Response to Daniel Schwarcz:
I agree with most of what you say. I am very much concerned with erasure of (certain) legal rights, because of impact on democratic ordering, the rule of law, and equality before the law. The hyper-expansion of the FAA is a special (though very important) case, and maybe Congress will amend the FAA to rein it in (though I am not holding my breath). See my similar comments in reply to Brian Bix.
If you develop a products liability approach to boilerplate which can avoid the pitfalls that worried me in chapter 11, I am sure I will endorse it. It has the virtue of picking up on the economists' insistence that the fine print is part of the product.
I appreciated your comments on democratic degradation, which I cited in chapter 3. Contract is part of the legal infrastructure necessary for markets, and I do support markets. You may have more faith than I do that these particular markets are not plagued by severe information asymmetry which nullifies assumptions of efficient processes. Faith is what it is, since this is an empirical question for each market, and we don't have data to support the faith.

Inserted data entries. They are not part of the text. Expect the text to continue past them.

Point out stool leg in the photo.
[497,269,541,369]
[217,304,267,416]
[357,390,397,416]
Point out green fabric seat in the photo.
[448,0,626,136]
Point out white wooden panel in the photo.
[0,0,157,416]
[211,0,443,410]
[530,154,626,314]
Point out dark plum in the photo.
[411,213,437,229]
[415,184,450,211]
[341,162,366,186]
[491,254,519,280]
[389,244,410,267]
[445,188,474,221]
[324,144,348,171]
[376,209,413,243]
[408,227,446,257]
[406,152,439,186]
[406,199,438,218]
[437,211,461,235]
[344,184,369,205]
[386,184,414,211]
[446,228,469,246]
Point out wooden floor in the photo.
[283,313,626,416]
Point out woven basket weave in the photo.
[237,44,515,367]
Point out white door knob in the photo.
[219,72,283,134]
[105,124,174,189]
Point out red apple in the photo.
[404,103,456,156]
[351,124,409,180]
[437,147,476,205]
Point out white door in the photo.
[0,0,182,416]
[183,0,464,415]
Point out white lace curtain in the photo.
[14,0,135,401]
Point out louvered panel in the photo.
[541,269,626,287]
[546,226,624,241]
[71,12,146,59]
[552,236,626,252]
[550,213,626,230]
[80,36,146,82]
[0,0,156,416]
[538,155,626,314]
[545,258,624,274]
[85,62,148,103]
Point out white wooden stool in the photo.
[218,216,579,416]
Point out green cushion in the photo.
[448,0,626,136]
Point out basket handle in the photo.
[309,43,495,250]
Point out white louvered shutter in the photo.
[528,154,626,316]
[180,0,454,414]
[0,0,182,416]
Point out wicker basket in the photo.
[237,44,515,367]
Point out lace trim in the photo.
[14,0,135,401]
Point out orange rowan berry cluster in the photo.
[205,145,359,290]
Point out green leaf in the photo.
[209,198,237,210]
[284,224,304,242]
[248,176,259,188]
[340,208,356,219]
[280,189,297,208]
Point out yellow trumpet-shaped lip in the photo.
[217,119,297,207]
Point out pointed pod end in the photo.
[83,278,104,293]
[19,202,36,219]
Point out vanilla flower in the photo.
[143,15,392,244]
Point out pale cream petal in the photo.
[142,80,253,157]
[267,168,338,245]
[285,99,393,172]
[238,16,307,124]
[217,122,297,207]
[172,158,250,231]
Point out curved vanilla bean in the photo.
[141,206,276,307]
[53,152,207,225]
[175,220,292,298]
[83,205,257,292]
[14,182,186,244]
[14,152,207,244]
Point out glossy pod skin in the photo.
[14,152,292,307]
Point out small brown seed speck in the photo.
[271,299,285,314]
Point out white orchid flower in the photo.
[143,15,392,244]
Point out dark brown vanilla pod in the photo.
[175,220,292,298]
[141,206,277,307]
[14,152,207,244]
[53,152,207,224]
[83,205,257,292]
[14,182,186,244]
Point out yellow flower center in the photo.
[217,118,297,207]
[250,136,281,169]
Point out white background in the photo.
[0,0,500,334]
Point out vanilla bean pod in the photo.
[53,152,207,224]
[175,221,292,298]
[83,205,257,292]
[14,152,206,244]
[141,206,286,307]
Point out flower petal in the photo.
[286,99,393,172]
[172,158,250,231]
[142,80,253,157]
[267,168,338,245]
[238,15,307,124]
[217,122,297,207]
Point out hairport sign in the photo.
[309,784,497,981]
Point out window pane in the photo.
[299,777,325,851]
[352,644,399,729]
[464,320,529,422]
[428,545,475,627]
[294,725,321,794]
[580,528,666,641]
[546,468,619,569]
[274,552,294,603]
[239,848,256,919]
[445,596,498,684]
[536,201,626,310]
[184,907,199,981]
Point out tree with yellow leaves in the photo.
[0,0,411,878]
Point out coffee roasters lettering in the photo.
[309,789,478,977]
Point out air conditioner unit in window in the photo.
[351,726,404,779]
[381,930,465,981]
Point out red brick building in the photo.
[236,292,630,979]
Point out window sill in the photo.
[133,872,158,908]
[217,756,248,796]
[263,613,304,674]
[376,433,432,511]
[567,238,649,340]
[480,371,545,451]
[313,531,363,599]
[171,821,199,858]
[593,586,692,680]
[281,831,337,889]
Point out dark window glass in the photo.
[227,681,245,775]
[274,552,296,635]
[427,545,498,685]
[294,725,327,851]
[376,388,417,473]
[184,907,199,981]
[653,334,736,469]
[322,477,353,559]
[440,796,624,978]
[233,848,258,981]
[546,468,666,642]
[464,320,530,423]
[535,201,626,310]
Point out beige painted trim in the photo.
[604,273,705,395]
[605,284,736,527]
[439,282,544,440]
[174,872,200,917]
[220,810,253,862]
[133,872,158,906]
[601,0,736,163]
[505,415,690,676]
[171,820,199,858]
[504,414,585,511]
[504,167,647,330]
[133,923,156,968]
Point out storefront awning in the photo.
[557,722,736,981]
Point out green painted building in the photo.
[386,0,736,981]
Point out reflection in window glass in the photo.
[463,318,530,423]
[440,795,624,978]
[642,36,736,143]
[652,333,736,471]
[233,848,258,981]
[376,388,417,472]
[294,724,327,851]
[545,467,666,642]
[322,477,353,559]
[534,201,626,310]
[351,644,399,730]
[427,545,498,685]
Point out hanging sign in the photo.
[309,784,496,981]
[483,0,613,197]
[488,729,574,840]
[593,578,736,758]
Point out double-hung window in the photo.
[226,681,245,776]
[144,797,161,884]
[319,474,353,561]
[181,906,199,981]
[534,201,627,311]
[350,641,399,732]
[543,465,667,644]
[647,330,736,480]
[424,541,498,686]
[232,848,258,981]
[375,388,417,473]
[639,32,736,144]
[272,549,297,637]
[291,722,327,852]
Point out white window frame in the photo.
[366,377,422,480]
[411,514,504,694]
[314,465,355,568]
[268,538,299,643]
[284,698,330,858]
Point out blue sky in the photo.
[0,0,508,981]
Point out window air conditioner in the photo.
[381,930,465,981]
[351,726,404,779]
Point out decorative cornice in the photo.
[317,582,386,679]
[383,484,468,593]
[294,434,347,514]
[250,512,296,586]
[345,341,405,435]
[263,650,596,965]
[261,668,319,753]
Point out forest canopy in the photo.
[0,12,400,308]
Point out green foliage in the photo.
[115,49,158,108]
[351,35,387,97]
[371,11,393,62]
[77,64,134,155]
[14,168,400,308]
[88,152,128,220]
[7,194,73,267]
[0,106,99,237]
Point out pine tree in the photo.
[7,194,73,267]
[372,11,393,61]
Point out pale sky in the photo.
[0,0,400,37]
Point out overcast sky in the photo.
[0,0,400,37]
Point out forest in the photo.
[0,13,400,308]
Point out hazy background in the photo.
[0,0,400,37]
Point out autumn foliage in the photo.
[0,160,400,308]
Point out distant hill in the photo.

The "take-it-or-leave-it nature of boilerplate" DOES sometimes "harm consumers as a group," even if they have individually "agreed" to rights deletion, if the rights are market-inalienable (see chapter 9); and if consent looks dubious then we might prefer to risk error on the side of market-inalienability if we are unsure, especially in the presence of mass-market deployment.
The ubiquitous overreaching liability waiver poses the question whether individuals, one by one, can waive background rights that are constitutive for civil society, but not salient for individuals. Yes, in the absence of some New Zealand-like solution, I place a high regard on the tort system. (So no, I don't argue for "a substantive regulation," at least not exclusively.) If we are all free to harm each other, and everybody must take care to avoid being harmed by everybody else, we are back in the state of nature. The firm is almost always best cost avoider, and should be the risk-bearer. Firms shouldn't be able to shunt their risk to recipients, and insurers should not be able to force firms to do so.
If you want to say that this will necessarily increase the price of goods and services, then you are making blanket empirical assumptions about competition and information, so please see above.